Justiça autoriza medicamento experimental da UFRJ a 4 paraplégicos; dois apresentam melhora inicial

Polilaminina, substância em pesquisa há mais de 20 anos, teve aplicações judiciais em três pacientes e aguarda avaliação em estudo clínico de fase 1 autorizado pela Anvisa

Subiu para quatro o número de pacientes paraplégicos que conseguiram autorização da Justiça para utilizar a polilaminina, medicamento experimental desenvolvido por pesquisadores da Universidade Federal do Rio de Janeiro (UFRJ).

Até agora, foram realizadas três injeções, com respostas positivas em dois casos, enquanto um terceiro paciente ainda aguarda resultados após um procedimento feito há cerca de duas semanas.

De acordo com a equipe científica responsável pelo desenvolvimento da substância, os dois pacientes que registraram evolução têm lesão medular completa, condição marcada pela perda total de movimentos e sensibilidade da cintura para baixo.

Após receberem a aplicação, ambos relataram retomada de sensações e pequenos movimentos.

Respostas observadas após aplicação do medicamento experimental

Volta de sensibilidade e contrações musculares

O primeiro paciente a receber a polilaminina foi Luiz Fernando Mozer, de 37 anos, que sofreu uma lesão medular após um acidente durante uma apresentação de motocross no Espírito Santo.

Segundo relato da equipe, em menos de 48 horas após a aplicação, ele passou a sentir novamente os membros inferiores e conseguiu contrair músculos da coxa e da região anal.

O segundo paciente, de 35 anos, foi atendido em um hospital do Rio de Janeiro após uma queda de moto.
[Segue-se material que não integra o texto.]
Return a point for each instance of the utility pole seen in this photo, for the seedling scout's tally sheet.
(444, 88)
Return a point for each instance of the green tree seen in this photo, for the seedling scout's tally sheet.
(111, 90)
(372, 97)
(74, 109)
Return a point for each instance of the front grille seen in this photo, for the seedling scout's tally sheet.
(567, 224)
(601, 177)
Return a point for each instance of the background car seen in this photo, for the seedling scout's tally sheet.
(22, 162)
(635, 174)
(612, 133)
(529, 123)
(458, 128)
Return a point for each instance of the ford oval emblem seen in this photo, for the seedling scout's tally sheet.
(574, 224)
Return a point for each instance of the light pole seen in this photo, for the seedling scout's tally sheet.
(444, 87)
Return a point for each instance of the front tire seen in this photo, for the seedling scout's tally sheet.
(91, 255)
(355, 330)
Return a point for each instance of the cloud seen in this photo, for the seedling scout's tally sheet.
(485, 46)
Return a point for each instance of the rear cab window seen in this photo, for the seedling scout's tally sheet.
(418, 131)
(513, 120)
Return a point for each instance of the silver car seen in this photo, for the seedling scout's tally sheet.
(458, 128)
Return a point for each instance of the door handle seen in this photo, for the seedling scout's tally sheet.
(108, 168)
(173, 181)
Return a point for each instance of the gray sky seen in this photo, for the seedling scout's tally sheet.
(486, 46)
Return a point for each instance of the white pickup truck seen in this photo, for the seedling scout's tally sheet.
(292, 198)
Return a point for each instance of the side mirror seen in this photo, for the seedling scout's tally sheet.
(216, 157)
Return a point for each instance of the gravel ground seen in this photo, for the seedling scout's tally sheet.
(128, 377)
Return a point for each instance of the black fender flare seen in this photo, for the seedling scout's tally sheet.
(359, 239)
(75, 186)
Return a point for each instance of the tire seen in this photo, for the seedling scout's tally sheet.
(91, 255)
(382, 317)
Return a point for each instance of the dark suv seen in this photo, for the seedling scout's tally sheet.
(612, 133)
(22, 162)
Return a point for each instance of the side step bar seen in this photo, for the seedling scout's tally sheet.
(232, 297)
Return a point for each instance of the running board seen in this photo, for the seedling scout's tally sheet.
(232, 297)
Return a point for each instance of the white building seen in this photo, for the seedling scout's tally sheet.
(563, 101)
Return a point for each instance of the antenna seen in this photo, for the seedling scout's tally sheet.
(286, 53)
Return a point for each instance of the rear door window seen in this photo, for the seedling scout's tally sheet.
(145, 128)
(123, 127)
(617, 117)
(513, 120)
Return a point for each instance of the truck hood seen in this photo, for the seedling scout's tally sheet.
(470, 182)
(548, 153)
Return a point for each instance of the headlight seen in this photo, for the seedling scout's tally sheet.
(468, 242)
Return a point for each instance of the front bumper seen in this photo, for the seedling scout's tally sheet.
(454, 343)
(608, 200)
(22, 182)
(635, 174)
No caso dele, foram observados leve movimento do pé e sensibilidade em partes das pernas.

Os dois procedimentos foram conduzidos pelo neurocirurgião Bruno Alexandre Côrtes, do Hospital Municipal Souza Aguiar.

Terceiro paciente ainda não teve resposta registrada

Um terceiro paciente, também de 35 anos, morador de Governador Valadares (MG), recebeu a substância há menos tempo. Até o momento, ele ainda não apresentou resposta motora ou sensitiva, segundo as informações divulgadas.

Pesquisadores alertam para riscos e reforçam necessidade de estudos clínicos

A equipe científica envolvida no desenvolvimento da polilaminina afirma que existem barreiras na resposta da medula espinhal ao tratamento e reforça que o avanço do conhecimento depende de estudos clínicos controlados.

Os pesquisadores também destacam que o uso por meio de decisões judiciais pode expor pacientes a riscos sem o mesmo nível de rigor científico exigido em protocolos formais.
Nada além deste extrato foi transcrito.